I had a very difficult birth with my oldest child, ending in an emergency c-section, and a couple of days later, a complication called an ileus (an extreeeeemely painful paralyzed bowel which was extremely painful and caused my belly to swell up like I was seven months pregnant again.) I was in the hospital for four days, and my special experience and my insurance won me the honor of a visiting postpartum care nurse to check on both me and my baby at home a few days later.
Thank God for her! Noticing that, over a week postpartum, my feet were still roughly the size of an elephant’s, she checked and found my blood pressure to be alarmingly high and reported it to my doctor. So my doctor made me go in, and I received treatment for that before any more complications could develop. Though she also checked on my baby’s health, that postpartum care nurse was there for both of us, and she made a real difference in my life that day.
As I talked to my other new mom friends about my experience, I realized that the postpartum care nurse who had visited my home was a rarity. Virtually none of my peers had had anyone come and check up on them after they had a baby. They all saw their doctor about six weeks later for a postpartum checkup, as is sadly the norm in our society.
When I had my next baby, it was a planned cesarean sections. No complications, no long hospital stay, and no visiting nurse. I am really not sure, looking back, if the lack of postpartum care nurse was because of an insurance change or simply because I had a “normal” delivery this time. Weeks later, I found myself in the pediatrician’s office crying my eyes out not about my newborn, but about my sick toddler. My son’s pediatrician was so concerned about me that he suggested that I contact my doctor. Here was a medical professional who thought this new mom might need help, but unfortunately he was not equipped to help me. And my next doctor’s appointment wasn’t for another month. Luckily, my situation was extreme exhaustion from a newborn who didn’t sleep and nursed around the clock and a very cranky sick toddler who had physically hurt my recently-surgeried body by throwing a tantrum in the doctor’s office waiting room, and not postpartum depression.
After I had my third child, my pain medication in the hospital did not work well (the nurse wouldn’t believe me that my pain ball wasn’t actually sending any pain medication into my body. Until it was time to discharge me and she removed it, and discovered it was broken. In hindsight, I should have advocated HARDER for myself. UGH.) and that night when I got home I cried my eyes out just trying to climb the stairs to my bedroom. It was five days before Christmas, and my husband was left to care for three children and a wife in extreme pain. A few weeks later, my C-section incision came open: it was before my six-week postpartum visit to the doctor, and fortunately I was able to see her quickly and she patched me back up. Now the mother of three, I had been over-doing it during my postpartum period, but really, what choice did I have? My healing got very interrupted, and there wasn’t anything to be done about it until it was too late.
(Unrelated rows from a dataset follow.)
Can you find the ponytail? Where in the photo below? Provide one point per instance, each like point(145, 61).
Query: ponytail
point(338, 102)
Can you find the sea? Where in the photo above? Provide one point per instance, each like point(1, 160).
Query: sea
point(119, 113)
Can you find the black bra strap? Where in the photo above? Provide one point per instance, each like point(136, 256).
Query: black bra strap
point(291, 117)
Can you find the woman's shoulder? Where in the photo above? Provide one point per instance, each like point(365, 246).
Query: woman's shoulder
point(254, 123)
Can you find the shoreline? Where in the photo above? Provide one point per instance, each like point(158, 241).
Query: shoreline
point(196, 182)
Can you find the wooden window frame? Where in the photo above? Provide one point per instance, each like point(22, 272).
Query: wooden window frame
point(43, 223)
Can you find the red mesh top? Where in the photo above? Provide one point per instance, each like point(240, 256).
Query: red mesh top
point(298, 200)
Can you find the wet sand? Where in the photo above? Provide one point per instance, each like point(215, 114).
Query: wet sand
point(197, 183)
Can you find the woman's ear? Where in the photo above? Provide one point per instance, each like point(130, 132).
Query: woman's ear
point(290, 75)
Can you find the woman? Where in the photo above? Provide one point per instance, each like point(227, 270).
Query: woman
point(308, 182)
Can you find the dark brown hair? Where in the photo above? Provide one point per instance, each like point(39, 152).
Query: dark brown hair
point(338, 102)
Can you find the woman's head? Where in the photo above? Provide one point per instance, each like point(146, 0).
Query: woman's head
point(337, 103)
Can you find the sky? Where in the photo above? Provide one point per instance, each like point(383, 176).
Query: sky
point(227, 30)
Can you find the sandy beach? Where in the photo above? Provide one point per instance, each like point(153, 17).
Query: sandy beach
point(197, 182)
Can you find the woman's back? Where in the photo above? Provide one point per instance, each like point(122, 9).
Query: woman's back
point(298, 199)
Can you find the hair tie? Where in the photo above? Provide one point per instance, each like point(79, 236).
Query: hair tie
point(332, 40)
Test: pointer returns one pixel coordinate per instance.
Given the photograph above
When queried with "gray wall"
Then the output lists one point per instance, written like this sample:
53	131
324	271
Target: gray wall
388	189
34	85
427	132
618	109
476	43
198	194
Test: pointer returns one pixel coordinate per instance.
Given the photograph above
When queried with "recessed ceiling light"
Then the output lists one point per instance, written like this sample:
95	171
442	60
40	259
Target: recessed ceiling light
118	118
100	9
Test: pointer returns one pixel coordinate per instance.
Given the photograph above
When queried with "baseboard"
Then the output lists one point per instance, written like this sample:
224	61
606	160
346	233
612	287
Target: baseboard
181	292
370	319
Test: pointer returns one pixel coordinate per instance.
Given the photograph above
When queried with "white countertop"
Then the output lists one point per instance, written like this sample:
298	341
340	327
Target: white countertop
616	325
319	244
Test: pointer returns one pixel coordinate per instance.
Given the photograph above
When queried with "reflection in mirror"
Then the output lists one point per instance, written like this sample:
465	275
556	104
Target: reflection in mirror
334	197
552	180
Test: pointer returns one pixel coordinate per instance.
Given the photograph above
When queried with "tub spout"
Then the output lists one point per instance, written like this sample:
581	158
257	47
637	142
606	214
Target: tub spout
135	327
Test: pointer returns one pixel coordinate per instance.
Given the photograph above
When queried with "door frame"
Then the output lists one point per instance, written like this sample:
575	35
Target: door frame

To say that postpartum care is extremely lacking in general for mothers is an understatement. Babies have to see the doctor at one week, two weeks and four weeks old at a bare minimum. But moms, whose bodies have been through a serious trauma, are discharged from the hospital, not to be seen or checked up our on again for a full six weeks.
Does this seem messed up to anyone else?
It certainly does to blogger Anneliese Lawton of Grown up Glamour. I read a now-viral post of hers on Facebook yesterday, and did a serious fist pump. Her post highlights the lack of postpartum care that mothers receive and it is 100% spot on. Her words inspired everything that I’ve written above. The mom of two posted a photo of herself with one of her newborn sons and says:
After my boys were born, there were appointments.
To check their latch.
To check their weight.
To check their hearing.
To check the colour of their skin for signs of jaundice.
There were appointments.
There were regular pokes and prods.
Their well-being was front and centre.
I’d say, when it comes to our health-care system, they were well taken care of.
Then there was me.
A first-time mom without a clue.
Engorged, bleeding, and stitched up.
Sent home with some painkillers and stool softeners.
Thrown into motherhood with the expectation my instincts would kick in.
That I would know how to handle colic and late night feedings.
That breastfeeding would come as nature intended.
That my husband would sense my spiral into depression.
That I would know how to live in my new and very foreign body.
That this stomach wouldn’t make me feel hideous.
And my mind wouldn’t make me feel less than they deserved.